January: John 1
In the gospel of John, the story is told of Phillip coming to his friend Nathanael (also called Bartholomew) in Bethsaida, all excited about his new discovery. Phillip said, “We have found him of whom Moses in the law and the prophets did write, Jesus of Nazareth, the son of Joseph!”
Nathanael’s reply is less than hopeful. “Can there any good thing come out of Nazareth?”
Undeterred, Phillip says, “Come and see. (John 1:45-47)
Bethsaida was a fishing town on the northwest side of the Sea of Galilee (a freshwater lake about two-thirds the size of Bear Lake.) Andrew and Peter were born there but moved to Capernaum, another fishing town only six miles away. In contrast, Nazareth was not on the seashore but in the hills near a road leading to the Jezreel Valley (near Meggido or Armageddon.) Nazareth was a poor area with small-terraced farms and family flocks, fed by a single well. Very traditional in its belief structure, Nazareth is estimated to only be home to between two and five hundred people at the time of Christ. In contrast, Capernaum was four times as large and Bethsaida was bigger than that.
Before Nathanael even got to Jesus, the Savior saw him coming and called out “Behold an Israelite indeed, in whom there is no guile.” (John 1:47) Elder Joseph B. Wirthlin said, “A person without guile is a person of innocence, honest intent, and pure motives, whose life reflects the simple practice of conforming his daily actions to principles of integrity.” (See “Without Guile, Wirthlin, April 1988 https://www.churchofjesuschrist.org/study/general-conference/1988/04/without-guile?lang=eng ) We see that sincerity in his ability to recognize truth and change his behavior based on increased knowledge.
Upon hearing Christ’s statement, Nathanael asks how He knows him, and Jesus replies, “Before that Philip called thee, when thou wast under the fig tree, I saw thee.” (John 1:48) Hearing these words, I’m sure, feeling their truthfulness was enough. Nathanael recognizes the miracle that miles away Christ had seen him and declares, “Rabbi, thou art the Son of God; thou art the King of Israel.”

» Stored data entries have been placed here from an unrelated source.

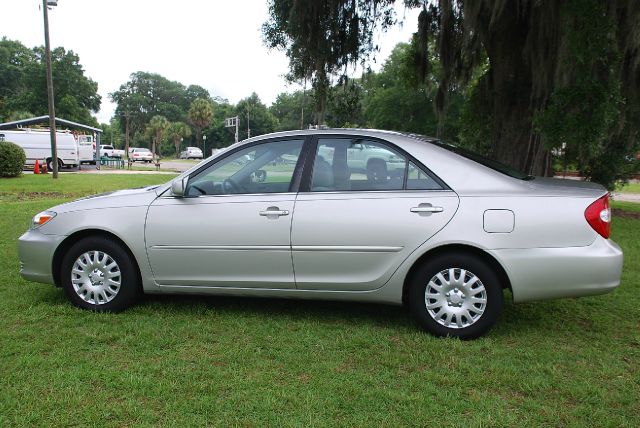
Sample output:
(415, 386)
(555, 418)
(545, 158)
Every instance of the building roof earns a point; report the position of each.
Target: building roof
(45, 119)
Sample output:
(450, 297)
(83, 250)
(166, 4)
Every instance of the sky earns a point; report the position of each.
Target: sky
(216, 44)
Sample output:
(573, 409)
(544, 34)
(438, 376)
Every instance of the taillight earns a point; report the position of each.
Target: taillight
(598, 215)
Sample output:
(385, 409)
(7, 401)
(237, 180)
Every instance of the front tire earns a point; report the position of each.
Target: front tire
(98, 274)
(455, 295)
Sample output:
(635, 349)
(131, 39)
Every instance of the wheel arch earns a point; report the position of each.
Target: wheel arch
(70, 240)
(491, 261)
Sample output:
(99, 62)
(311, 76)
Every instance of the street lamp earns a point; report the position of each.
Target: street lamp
(52, 112)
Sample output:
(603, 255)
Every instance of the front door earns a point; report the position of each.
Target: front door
(232, 228)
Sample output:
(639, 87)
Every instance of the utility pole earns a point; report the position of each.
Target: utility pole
(126, 132)
(230, 122)
(52, 113)
(248, 120)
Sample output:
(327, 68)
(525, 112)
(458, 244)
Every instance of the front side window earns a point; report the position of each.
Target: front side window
(263, 168)
(357, 164)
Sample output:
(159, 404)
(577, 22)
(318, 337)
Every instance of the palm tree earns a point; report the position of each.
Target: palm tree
(156, 129)
(177, 131)
(200, 115)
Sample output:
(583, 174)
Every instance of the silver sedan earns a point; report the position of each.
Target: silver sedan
(356, 215)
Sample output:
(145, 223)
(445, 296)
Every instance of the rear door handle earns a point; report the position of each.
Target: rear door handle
(426, 209)
(273, 211)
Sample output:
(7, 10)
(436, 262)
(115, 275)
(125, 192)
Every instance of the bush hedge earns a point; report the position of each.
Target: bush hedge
(12, 159)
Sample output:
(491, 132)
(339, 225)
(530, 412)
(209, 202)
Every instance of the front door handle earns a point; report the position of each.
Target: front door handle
(273, 212)
(426, 209)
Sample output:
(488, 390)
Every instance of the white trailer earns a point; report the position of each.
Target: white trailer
(87, 148)
(37, 146)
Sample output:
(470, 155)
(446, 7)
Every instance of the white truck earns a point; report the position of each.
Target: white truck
(110, 152)
(37, 146)
(86, 146)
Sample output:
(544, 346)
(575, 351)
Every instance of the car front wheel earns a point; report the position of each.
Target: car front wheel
(98, 274)
(455, 295)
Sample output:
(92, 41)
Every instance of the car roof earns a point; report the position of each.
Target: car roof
(461, 174)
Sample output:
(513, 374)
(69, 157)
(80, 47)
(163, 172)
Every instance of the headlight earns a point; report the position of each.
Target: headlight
(42, 218)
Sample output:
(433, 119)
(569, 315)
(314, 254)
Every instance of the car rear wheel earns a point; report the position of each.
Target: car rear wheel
(456, 295)
(98, 274)
(50, 164)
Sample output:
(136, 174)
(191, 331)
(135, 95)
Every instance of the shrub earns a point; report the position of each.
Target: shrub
(12, 159)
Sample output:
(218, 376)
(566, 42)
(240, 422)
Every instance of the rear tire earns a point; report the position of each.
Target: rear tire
(50, 164)
(456, 295)
(99, 275)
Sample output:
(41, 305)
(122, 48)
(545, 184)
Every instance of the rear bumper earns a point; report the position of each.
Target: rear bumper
(36, 251)
(550, 273)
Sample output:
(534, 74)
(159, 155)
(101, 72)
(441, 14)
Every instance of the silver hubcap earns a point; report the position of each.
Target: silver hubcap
(96, 277)
(455, 298)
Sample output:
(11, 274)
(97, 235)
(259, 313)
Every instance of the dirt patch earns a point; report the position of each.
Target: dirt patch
(617, 212)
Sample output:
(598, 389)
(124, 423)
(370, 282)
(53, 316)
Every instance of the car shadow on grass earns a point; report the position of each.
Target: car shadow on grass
(549, 317)
(325, 311)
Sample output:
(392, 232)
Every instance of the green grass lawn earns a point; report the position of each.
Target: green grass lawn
(252, 362)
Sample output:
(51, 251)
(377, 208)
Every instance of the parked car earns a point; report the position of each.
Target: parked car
(445, 237)
(110, 151)
(140, 154)
(37, 146)
(191, 153)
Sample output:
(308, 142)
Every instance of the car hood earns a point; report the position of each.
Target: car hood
(121, 198)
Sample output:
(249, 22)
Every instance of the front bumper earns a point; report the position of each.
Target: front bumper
(36, 251)
(551, 273)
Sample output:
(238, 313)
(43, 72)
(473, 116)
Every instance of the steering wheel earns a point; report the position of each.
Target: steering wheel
(230, 187)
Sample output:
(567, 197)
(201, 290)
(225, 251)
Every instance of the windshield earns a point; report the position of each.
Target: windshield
(483, 160)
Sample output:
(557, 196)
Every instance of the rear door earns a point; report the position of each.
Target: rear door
(352, 228)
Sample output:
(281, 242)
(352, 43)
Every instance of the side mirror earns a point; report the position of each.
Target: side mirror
(178, 187)
(259, 176)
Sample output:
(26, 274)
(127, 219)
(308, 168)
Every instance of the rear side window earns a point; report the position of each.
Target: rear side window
(356, 164)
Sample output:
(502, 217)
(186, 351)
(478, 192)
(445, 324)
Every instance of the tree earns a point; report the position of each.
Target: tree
(324, 37)
(260, 120)
(146, 95)
(200, 115)
(558, 72)
(23, 85)
(397, 99)
(555, 72)
(156, 129)
(176, 132)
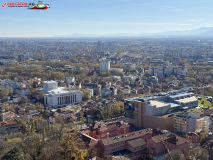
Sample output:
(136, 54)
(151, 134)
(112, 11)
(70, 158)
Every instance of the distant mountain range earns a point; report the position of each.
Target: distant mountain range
(196, 32)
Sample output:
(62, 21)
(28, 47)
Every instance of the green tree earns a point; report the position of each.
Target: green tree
(204, 135)
(13, 154)
(86, 95)
(192, 80)
(198, 153)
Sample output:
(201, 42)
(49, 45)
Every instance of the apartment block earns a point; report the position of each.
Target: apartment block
(102, 130)
(184, 122)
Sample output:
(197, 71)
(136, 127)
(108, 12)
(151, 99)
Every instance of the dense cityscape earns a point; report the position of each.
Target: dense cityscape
(106, 98)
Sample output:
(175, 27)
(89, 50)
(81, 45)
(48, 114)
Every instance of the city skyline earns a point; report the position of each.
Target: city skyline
(105, 17)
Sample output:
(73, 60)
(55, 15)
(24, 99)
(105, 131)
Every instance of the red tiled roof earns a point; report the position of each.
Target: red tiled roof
(9, 122)
(126, 137)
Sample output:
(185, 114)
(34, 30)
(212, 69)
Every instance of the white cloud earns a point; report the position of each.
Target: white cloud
(120, 23)
(194, 20)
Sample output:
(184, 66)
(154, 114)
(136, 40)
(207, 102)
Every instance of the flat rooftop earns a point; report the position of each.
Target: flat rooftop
(50, 81)
(186, 100)
(59, 90)
(158, 103)
(181, 94)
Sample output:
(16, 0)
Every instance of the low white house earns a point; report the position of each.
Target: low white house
(58, 96)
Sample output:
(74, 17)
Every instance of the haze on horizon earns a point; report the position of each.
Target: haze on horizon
(105, 17)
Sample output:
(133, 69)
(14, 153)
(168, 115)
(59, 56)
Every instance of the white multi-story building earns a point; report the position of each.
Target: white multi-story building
(167, 71)
(104, 65)
(58, 96)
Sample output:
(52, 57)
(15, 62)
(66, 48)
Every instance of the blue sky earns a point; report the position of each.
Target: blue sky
(105, 17)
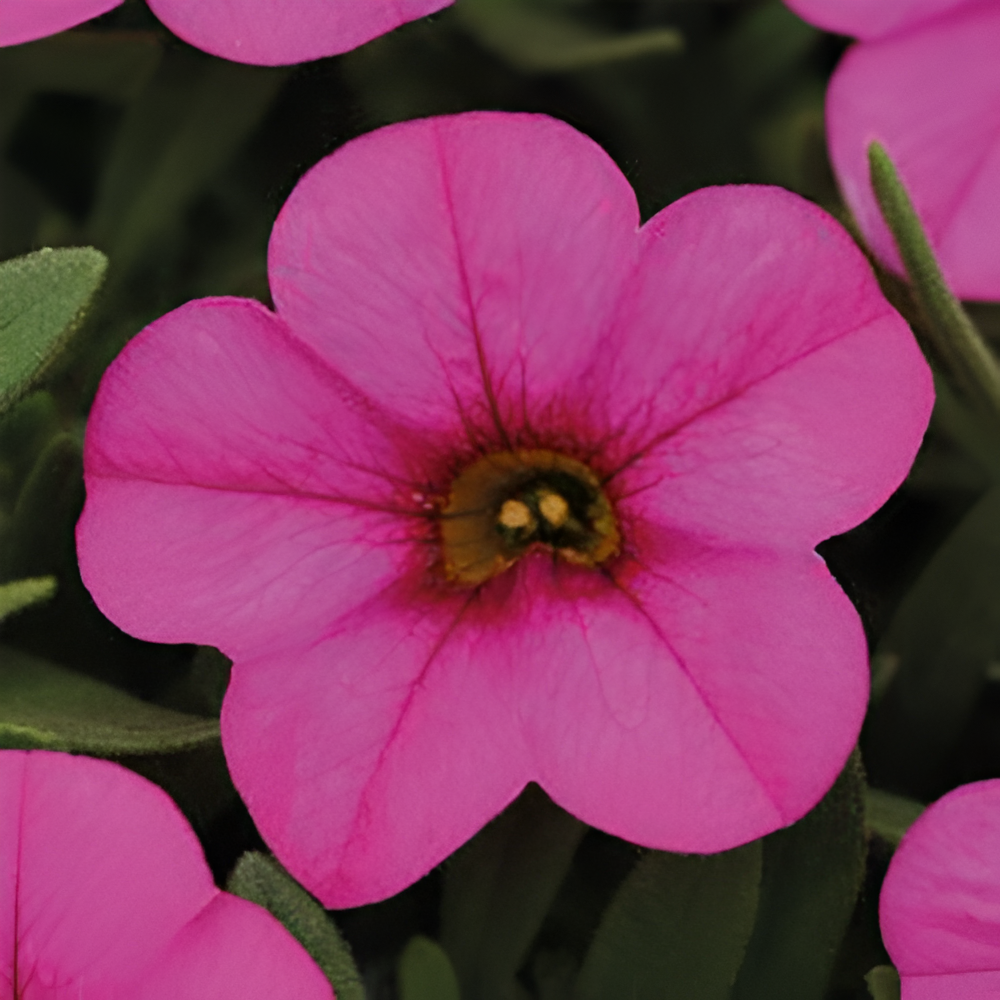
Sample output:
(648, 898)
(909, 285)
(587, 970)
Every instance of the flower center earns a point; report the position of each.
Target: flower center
(511, 501)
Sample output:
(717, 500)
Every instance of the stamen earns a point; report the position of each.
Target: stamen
(554, 509)
(509, 503)
(516, 514)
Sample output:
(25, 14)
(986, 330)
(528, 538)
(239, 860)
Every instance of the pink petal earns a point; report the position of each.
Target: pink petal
(872, 18)
(275, 32)
(964, 985)
(369, 757)
(75, 831)
(105, 895)
(26, 20)
(420, 257)
(237, 493)
(231, 949)
(756, 355)
(932, 98)
(940, 904)
(695, 705)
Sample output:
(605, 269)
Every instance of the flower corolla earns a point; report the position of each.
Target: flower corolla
(105, 895)
(924, 81)
(263, 32)
(510, 488)
(26, 20)
(940, 902)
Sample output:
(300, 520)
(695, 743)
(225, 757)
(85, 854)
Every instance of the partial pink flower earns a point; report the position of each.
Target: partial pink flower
(26, 20)
(510, 488)
(263, 32)
(279, 32)
(105, 895)
(940, 904)
(926, 84)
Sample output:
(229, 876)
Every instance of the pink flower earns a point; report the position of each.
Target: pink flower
(940, 905)
(925, 82)
(511, 489)
(105, 895)
(26, 20)
(264, 32)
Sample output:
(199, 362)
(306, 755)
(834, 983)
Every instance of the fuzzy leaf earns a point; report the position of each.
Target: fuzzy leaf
(21, 594)
(42, 297)
(952, 336)
(678, 927)
(425, 973)
(43, 706)
(114, 65)
(883, 983)
(812, 874)
(263, 881)
(890, 816)
(537, 40)
(945, 633)
(500, 886)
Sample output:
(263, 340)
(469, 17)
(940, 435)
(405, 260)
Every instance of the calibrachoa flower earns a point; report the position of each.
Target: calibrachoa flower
(925, 82)
(26, 20)
(511, 489)
(264, 32)
(940, 904)
(105, 895)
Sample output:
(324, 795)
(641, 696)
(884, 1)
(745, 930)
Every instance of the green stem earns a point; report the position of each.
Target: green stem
(951, 335)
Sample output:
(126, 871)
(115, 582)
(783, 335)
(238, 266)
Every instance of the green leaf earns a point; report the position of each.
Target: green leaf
(48, 707)
(184, 128)
(952, 337)
(21, 594)
(425, 973)
(678, 927)
(944, 635)
(883, 983)
(499, 887)
(537, 40)
(812, 874)
(46, 508)
(890, 816)
(114, 65)
(263, 881)
(42, 297)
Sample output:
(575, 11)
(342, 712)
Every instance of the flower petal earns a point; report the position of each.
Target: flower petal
(696, 706)
(276, 33)
(106, 896)
(872, 18)
(757, 354)
(932, 98)
(368, 758)
(233, 949)
(460, 270)
(26, 20)
(967, 985)
(940, 903)
(237, 493)
(99, 871)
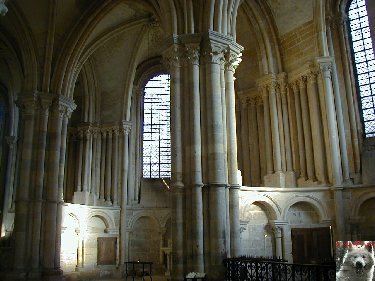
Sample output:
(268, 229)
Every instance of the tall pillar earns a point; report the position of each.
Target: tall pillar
(277, 232)
(245, 143)
(197, 261)
(94, 171)
(98, 157)
(317, 129)
(261, 138)
(125, 130)
(275, 128)
(103, 165)
(267, 130)
(213, 58)
(232, 61)
(310, 167)
(325, 64)
(253, 158)
(300, 135)
(80, 160)
(27, 105)
(108, 169)
(86, 159)
(9, 182)
(339, 112)
(50, 259)
(350, 95)
(172, 59)
(43, 110)
(290, 179)
(60, 201)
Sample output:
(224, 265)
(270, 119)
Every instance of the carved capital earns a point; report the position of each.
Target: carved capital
(172, 57)
(277, 231)
(27, 103)
(214, 53)
(232, 60)
(126, 127)
(192, 53)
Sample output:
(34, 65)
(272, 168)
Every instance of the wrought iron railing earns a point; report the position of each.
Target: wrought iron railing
(257, 269)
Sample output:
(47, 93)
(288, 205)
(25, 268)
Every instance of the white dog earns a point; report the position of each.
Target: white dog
(358, 264)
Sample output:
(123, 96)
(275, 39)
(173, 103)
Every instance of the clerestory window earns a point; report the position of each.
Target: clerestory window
(156, 128)
(363, 55)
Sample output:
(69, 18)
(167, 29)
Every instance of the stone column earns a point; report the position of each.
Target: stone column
(86, 160)
(9, 180)
(80, 160)
(277, 232)
(261, 138)
(66, 115)
(27, 104)
(172, 59)
(325, 64)
(102, 165)
(126, 127)
(192, 53)
(267, 130)
(43, 109)
(232, 61)
(274, 128)
(245, 153)
(108, 169)
(50, 259)
(115, 153)
(300, 136)
(3, 8)
(98, 157)
(339, 111)
(253, 158)
(306, 130)
(317, 128)
(213, 58)
(350, 94)
(290, 176)
(94, 138)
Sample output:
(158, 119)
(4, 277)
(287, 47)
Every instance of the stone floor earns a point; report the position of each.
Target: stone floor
(92, 276)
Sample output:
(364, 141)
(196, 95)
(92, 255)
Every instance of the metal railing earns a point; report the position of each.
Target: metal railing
(272, 269)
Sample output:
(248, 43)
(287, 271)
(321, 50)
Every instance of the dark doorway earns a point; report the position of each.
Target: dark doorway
(311, 245)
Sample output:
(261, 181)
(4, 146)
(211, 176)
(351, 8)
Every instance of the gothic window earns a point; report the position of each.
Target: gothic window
(156, 128)
(363, 56)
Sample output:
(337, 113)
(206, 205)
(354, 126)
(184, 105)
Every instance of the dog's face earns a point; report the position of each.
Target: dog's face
(360, 258)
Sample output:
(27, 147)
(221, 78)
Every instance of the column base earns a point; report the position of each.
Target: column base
(276, 179)
(85, 198)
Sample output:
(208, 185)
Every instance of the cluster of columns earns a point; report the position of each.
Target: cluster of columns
(205, 178)
(39, 193)
(289, 129)
(96, 165)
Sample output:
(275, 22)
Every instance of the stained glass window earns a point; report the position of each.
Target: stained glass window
(156, 128)
(364, 63)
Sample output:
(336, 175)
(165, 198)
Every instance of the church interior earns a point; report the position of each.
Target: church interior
(183, 132)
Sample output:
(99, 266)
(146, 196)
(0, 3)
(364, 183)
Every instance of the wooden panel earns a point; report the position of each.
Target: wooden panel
(107, 247)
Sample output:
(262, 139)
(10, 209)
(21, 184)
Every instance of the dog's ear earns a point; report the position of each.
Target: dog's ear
(350, 245)
(369, 247)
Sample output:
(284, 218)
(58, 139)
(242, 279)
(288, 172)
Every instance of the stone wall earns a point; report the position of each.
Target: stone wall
(299, 46)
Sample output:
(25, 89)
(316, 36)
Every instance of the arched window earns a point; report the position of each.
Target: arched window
(156, 128)
(364, 62)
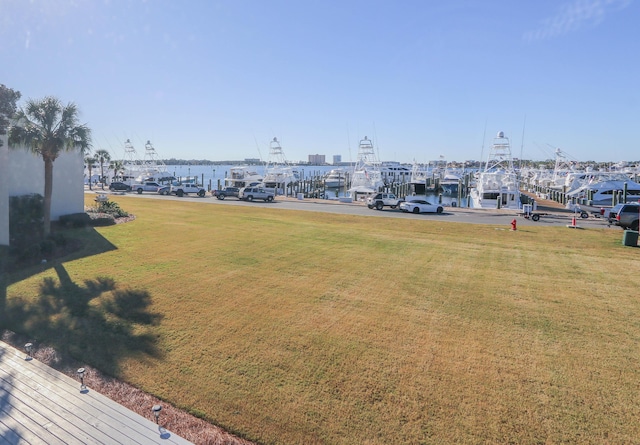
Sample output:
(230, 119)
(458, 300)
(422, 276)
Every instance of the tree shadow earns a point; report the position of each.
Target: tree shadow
(96, 321)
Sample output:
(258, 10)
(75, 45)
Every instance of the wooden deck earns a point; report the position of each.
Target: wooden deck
(39, 405)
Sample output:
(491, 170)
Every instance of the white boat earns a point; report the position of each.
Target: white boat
(367, 176)
(418, 179)
(242, 176)
(279, 173)
(394, 172)
(497, 185)
(148, 169)
(601, 188)
(336, 178)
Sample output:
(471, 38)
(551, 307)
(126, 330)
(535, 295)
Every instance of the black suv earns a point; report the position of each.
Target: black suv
(627, 216)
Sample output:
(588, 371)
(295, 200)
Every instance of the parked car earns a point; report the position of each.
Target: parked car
(628, 216)
(251, 193)
(420, 206)
(382, 200)
(187, 188)
(227, 191)
(120, 187)
(146, 187)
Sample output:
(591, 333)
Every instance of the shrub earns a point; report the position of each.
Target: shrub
(26, 216)
(101, 219)
(75, 220)
(111, 208)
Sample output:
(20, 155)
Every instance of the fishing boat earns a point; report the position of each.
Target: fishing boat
(604, 189)
(279, 173)
(497, 184)
(366, 177)
(335, 178)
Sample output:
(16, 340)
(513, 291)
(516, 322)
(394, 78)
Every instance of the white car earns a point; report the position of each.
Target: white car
(420, 206)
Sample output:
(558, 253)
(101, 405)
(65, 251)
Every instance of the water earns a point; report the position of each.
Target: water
(213, 175)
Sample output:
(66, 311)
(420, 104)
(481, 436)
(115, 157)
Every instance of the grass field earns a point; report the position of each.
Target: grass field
(302, 327)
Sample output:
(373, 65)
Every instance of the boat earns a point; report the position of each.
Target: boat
(148, 169)
(242, 176)
(394, 172)
(605, 188)
(279, 173)
(418, 180)
(336, 178)
(366, 177)
(497, 184)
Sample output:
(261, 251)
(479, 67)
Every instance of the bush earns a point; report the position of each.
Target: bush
(111, 208)
(26, 219)
(75, 220)
(101, 219)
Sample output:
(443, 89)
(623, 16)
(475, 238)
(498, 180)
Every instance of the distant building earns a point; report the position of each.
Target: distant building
(317, 160)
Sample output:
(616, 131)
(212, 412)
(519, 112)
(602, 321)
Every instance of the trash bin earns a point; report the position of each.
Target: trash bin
(630, 238)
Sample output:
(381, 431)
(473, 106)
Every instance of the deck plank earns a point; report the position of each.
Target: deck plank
(41, 405)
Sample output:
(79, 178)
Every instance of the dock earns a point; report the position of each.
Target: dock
(39, 405)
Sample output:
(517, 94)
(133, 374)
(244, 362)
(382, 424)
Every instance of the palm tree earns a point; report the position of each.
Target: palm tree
(89, 161)
(103, 157)
(47, 128)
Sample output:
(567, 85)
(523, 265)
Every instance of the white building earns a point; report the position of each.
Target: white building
(22, 173)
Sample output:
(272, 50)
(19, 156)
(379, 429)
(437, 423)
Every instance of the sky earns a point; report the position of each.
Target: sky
(424, 79)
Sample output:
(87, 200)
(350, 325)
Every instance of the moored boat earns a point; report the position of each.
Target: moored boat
(367, 176)
(497, 185)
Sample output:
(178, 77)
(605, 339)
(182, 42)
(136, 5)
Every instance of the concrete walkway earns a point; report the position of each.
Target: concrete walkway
(39, 405)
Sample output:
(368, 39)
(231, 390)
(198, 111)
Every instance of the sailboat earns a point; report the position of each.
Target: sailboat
(149, 168)
(497, 184)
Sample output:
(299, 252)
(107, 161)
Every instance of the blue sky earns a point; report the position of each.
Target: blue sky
(219, 79)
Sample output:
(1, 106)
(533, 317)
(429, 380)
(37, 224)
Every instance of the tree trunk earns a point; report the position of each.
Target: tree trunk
(48, 189)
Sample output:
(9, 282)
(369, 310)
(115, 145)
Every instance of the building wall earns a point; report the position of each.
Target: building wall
(22, 173)
(4, 194)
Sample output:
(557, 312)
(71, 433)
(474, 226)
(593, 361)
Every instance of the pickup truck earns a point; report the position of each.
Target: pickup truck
(146, 187)
(185, 189)
(251, 193)
(627, 216)
(381, 200)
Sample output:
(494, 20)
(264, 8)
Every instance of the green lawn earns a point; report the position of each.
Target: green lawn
(303, 327)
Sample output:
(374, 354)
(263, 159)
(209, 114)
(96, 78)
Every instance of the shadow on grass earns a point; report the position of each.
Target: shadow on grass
(94, 321)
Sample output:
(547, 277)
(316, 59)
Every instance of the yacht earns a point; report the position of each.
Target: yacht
(279, 173)
(497, 184)
(604, 189)
(367, 176)
(336, 178)
(242, 176)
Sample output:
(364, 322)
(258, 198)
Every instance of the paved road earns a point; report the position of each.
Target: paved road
(550, 217)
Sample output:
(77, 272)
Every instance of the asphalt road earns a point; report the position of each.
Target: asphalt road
(499, 217)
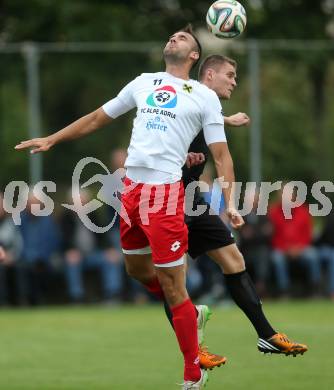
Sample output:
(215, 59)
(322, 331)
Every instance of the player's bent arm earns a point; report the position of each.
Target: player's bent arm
(225, 172)
(237, 120)
(81, 127)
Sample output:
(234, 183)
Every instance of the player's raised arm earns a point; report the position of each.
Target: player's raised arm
(225, 171)
(83, 126)
(237, 120)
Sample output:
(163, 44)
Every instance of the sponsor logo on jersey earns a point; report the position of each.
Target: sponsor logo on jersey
(163, 97)
(156, 123)
(187, 88)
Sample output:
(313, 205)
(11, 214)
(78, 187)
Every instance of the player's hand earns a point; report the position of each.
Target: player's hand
(235, 218)
(194, 159)
(237, 120)
(37, 145)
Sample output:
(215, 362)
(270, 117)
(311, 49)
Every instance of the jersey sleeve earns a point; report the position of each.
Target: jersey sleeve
(123, 102)
(214, 133)
(213, 120)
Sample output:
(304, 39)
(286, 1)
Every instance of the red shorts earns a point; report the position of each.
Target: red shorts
(155, 221)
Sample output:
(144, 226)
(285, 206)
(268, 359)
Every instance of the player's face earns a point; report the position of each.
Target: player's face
(179, 47)
(224, 80)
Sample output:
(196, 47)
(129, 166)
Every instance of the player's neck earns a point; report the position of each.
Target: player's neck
(178, 71)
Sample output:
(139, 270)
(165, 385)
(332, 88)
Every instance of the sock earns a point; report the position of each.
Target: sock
(154, 287)
(169, 313)
(185, 325)
(244, 294)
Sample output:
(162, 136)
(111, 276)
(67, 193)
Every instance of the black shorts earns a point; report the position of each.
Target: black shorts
(206, 232)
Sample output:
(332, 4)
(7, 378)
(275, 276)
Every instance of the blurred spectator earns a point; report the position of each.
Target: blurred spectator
(86, 250)
(254, 243)
(325, 244)
(10, 249)
(40, 242)
(292, 242)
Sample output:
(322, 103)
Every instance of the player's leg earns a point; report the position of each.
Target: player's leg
(172, 281)
(241, 287)
(243, 292)
(141, 268)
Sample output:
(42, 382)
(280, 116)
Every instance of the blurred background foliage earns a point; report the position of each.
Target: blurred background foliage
(297, 91)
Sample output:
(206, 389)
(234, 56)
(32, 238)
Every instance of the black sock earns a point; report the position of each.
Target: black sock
(243, 292)
(169, 313)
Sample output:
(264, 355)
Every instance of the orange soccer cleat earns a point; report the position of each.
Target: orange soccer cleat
(279, 343)
(208, 360)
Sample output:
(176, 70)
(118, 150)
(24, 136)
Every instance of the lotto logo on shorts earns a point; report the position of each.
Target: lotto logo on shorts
(175, 246)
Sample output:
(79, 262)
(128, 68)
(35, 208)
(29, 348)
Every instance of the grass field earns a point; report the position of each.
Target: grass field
(100, 348)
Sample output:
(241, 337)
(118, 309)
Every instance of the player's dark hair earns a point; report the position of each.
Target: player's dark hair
(214, 61)
(189, 29)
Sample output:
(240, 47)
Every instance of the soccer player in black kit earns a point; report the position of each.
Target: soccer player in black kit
(208, 234)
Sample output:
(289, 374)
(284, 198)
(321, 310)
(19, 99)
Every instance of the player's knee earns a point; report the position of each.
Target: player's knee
(174, 293)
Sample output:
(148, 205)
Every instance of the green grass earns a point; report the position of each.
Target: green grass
(100, 348)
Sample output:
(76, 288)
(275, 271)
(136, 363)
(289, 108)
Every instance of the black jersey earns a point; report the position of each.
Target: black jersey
(197, 146)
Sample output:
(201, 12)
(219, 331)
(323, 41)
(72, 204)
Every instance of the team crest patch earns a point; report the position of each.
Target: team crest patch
(187, 88)
(164, 97)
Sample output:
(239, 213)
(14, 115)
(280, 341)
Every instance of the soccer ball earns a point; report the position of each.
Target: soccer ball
(226, 18)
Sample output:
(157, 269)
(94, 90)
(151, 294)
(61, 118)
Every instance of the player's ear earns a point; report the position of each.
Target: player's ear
(209, 74)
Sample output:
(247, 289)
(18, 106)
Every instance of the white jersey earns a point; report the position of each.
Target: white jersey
(170, 113)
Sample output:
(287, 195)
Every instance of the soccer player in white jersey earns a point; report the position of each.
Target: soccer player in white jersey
(171, 110)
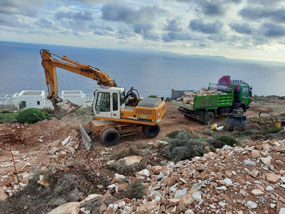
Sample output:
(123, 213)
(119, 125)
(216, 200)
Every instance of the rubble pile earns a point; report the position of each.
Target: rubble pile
(188, 97)
(243, 179)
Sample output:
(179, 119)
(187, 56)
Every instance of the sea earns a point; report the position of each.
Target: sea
(150, 72)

Jesus’s response seems one of surprise. “Because I said unto thee, I saw thee under the fig tree, believest thou?” Then he gives him a blessing for his belief. “Thou shalt see greater things than these…Verily, verily, I say unto you Hereafter ye shall see heaven open, and the angels of God ascending and descending upon the Son of man.” (John 1:49-51)
For Nathanael, Christ didn’t turn water into wine, heal him from a disease or help him find his car keys, but he performed a miracle that changed his heart. Christ saw him and knew him, and Nathanael recognized it as such—a MIRACLE! His willingness to admit that he was wrong and that something good could come out of Nazareth was immediate. His pure heart prepared not only to have this miracle happen but for him to recognize its power. Not only did Nathanael’s guileless attitude prepare him, but he may have been praying or pondering under the fig tree. Like Cleopas and his friend on the road to Emmaus, and the Nephites gathered at the temple in Bountiful when the resurrected Christ first appeared to the New World, as we reach to commune with the infinite, miracles will not only increase in our lives, but we will see them more clearly.
In his Oct. 2022 address, Pres. Nelson promised us, “As you make the continual strengthening of your testimony of Jesus Christ your highest priority, watch for miracles to happen in your life.” I pray we live our lives in a way to invite miracles into our lives and keeps our hearts pure enough to recognize and appreciate them like sweet Nathanael of old.